In entrambi i casi, la parte più surreale è quella in cui tutto l'equipaggio si mette a concordare una "versione ufficiale" da fornire alla autorità per evitare di finire in prigione (che scopriremo essere destino peggiore della morte). Perché il tutto comincia in sordina e riecheggia quelle storielle infantili/adolescenziali che si organizzavano in gruppo per darla a bere a genitori o insegnanti ("diremo così... faremo credere che... se ci chiedono... noi rispondiamo che..."), ma piano piano assume contorni sempre più drammatici.
Pak Jun Do, in particolare, deve procurarsi ferite da morso di squalo per avallare la storia inventata dall'equipaggio (che peraltro non ha fatto nulla di male, ma sa che potrebbe non essere creduto).
Il nostro protagonista in qualche modo se la cava e viene spedito niente meno che in missione negli Stati Uniti! Qui cerca di espiare i crimini commessi (fornisce una lista dei cittadini rapiti o uccisi) e cerca di far capire qualcosa del suo incomprensibile mondo ai cittadini americani.
Ma la missione, dal punto di vista della Corea del Nord, è un fallimento, quindi, nonostante le versioni da fornire inventate e collaudate mille volte, il nostro viene imprigionato.
Queste pagine sono molto dure.
E sono le migliori di tutto il romanzo.
Il "Virgilio" di Pak Jun Do in questo orrendo girone infernale è la vecchia Mongnan, fotografa della prigione. Grazie a lei il nostro apprende mille trucchi per sopravvivere e mille e uno motivi per voler morire. Ritroverà per brevi attimi il comandante della Junma ed incontrerà persino il potentissimo Comandante Ga.
E lo ucciderà.
Da qui prende l'avvio la seconda parte, in cui il nostro protagonista assume l'identità del comandante Ga. L'ennesima finzione a cui tutti fingono di credere. Dal Caro Leader alla famiglia di Ga.
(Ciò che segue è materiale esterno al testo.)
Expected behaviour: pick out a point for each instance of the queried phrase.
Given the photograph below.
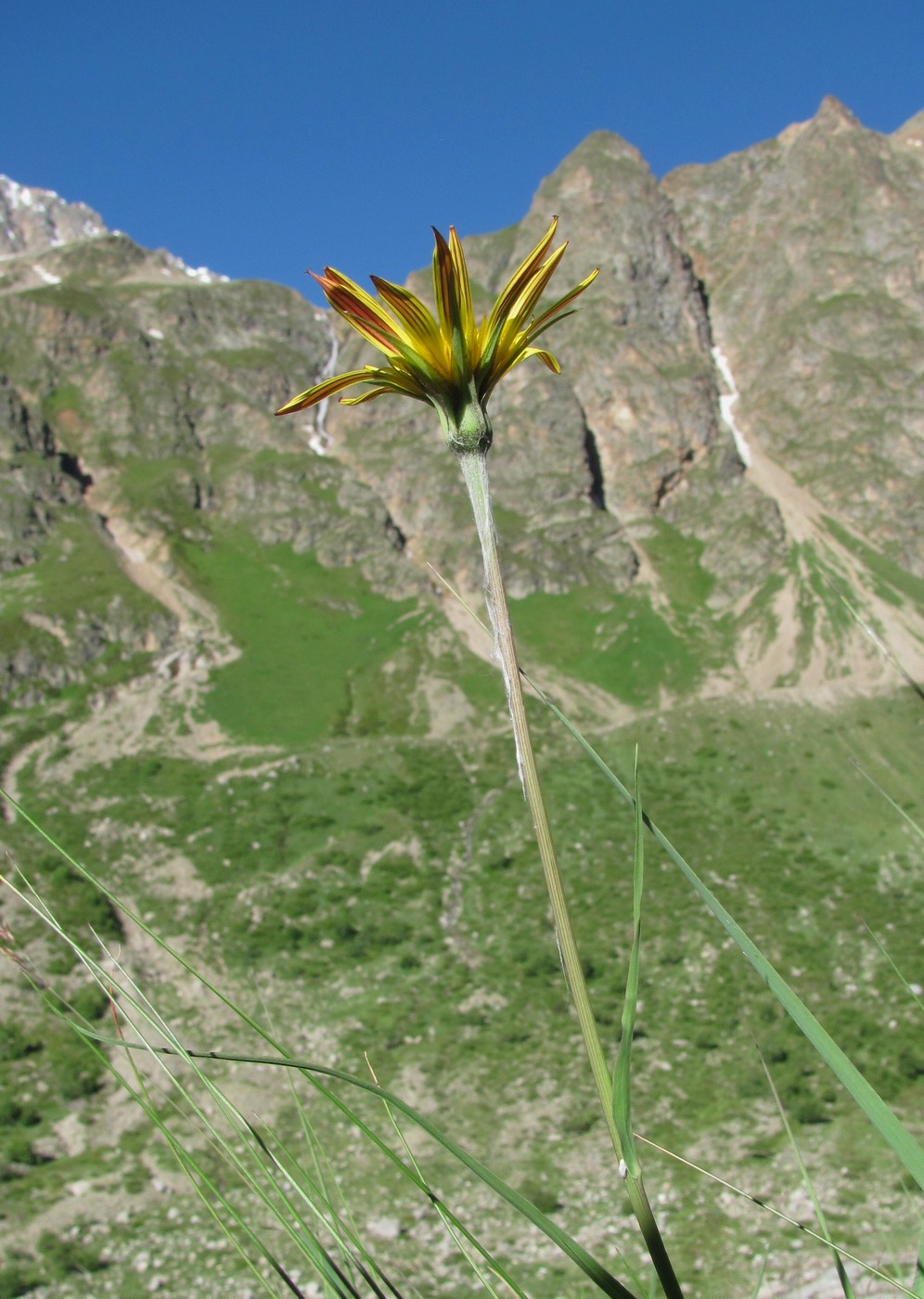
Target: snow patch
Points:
(726, 403)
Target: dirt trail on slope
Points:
(169, 694)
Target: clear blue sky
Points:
(262, 138)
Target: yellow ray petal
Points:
(325, 389)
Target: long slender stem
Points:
(475, 471)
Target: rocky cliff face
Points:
(784, 282)
(811, 250)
Attraverso storie edificanti e verbali di interrogatorio, fino al finale.
Alcune parti di questo romanzo mi sono piaciute molto.
Su tutte quelle sulla Junma, con cieli e mari e uomini capaci di far provare qualche ramingo pensiero umano anche in un tale deserto di umanità. Quelle della prigionia e delle torture perché vi ho trovato qualcosa che mi ha rievocato Primo Levi. Lucide, precise, ma mai compiaciute. A volte quasi "banali" di quella che Arendt chiamava "banalità del male."
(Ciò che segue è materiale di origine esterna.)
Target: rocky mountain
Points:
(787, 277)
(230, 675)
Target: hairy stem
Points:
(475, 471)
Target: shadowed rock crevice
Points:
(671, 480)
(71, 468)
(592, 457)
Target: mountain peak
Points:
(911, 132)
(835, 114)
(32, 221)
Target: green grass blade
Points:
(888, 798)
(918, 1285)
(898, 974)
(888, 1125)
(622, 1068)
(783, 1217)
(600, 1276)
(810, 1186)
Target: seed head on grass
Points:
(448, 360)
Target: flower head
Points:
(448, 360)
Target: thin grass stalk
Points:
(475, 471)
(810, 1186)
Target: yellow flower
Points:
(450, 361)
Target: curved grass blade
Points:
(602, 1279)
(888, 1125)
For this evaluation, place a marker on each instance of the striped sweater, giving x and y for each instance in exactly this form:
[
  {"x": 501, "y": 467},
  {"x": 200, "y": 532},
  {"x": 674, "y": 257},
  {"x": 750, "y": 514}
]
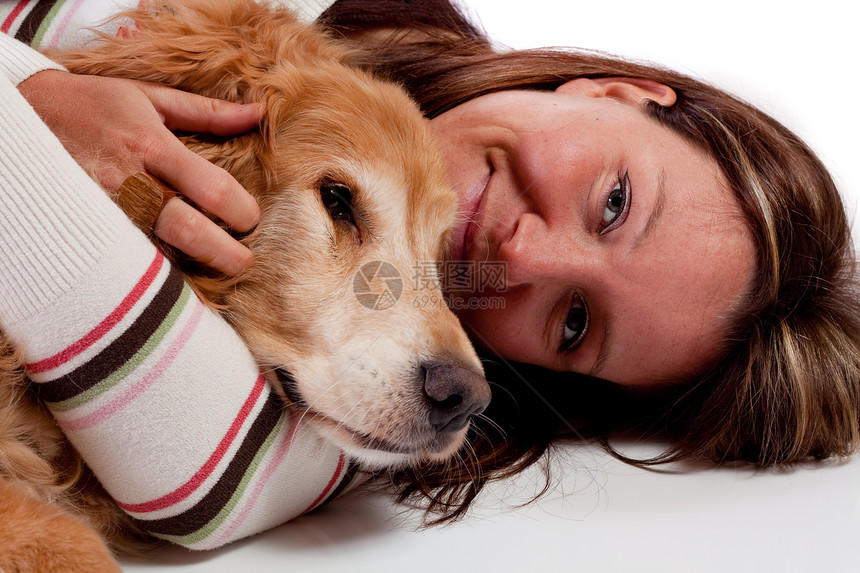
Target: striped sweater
[{"x": 157, "y": 393}]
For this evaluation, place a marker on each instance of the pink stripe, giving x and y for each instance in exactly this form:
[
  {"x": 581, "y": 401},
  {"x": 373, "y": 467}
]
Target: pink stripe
[
  {"x": 65, "y": 22},
  {"x": 12, "y": 15},
  {"x": 105, "y": 412},
  {"x": 104, "y": 326},
  {"x": 204, "y": 472},
  {"x": 258, "y": 488},
  {"x": 340, "y": 463}
]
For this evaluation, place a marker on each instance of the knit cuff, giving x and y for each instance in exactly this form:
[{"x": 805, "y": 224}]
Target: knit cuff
[
  {"x": 18, "y": 62},
  {"x": 55, "y": 222}
]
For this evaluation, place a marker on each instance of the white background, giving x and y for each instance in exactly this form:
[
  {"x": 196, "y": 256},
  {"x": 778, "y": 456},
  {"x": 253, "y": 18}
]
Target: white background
[{"x": 797, "y": 61}]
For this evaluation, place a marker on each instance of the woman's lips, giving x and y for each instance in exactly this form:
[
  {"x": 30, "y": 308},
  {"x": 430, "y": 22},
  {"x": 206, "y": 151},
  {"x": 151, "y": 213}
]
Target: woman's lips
[{"x": 469, "y": 206}]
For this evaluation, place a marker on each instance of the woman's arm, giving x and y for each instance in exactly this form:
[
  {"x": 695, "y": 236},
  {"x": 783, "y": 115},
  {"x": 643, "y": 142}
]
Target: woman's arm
[{"x": 158, "y": 394}]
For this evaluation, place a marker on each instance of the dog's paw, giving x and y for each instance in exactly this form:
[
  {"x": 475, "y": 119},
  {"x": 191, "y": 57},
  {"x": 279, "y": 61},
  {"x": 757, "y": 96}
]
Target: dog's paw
[{"x": 41, "y": 538}]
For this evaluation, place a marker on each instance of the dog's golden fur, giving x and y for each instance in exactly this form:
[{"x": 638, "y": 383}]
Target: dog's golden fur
[{"x": 327, "y": 127}]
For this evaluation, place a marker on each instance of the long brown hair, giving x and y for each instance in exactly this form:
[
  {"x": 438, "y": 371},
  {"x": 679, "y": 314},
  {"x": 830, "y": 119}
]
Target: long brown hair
[{"x": 788, "y": 388}]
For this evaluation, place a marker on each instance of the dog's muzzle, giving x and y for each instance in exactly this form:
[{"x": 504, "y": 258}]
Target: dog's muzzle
[{"x": 454, "y": 394}]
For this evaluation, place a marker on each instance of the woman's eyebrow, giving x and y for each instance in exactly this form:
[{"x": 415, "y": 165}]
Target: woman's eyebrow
[
  {"x": 603, "y": 353},
  {"x": 647, "y": 229},
  {"x": 656, "y": 211}
]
Le manipolazioni della realtà, del regime per soggiogare gli uomini e degli uomini per compiacere il regime. Le bambine vestite di bianco del Compagno Buc che mangiano le pesche sciroppate.
Meno riuscite, secondo me, le parti più sentimentali. Onestamente la figura di Sun Moon non mi ha detto molto, se non che è stata ricalcata pari pari sulla sconosciuta madre del protagonista e forse per questo così amata? Non so, sentirò il dottor Freud.
Per il resto non so se avrei letto senza l'input del gruppo di lettura.
So che l'autore è stato in Corea del Nord e certamente è ben documentata ogni sillaba che scrive. Tuttavia, a tratti, ho percepito un tono leggermente "paternalista" come se l'autore appartenesse (e noi stessi appartenessimo) a realtà incommensurabilmente diversa da quella della Corea del Nord e – soprattutto – che il rischio di trovarsi in un regime del genere fosse più che abbondantemente superato, ammesso che fosse mai esistito.
Be' c'eravamo poco più di cinquant'anni fa, in molti posti ci sono ancora e non è che se mi guardo attorno i segni siano molto rassicuranti.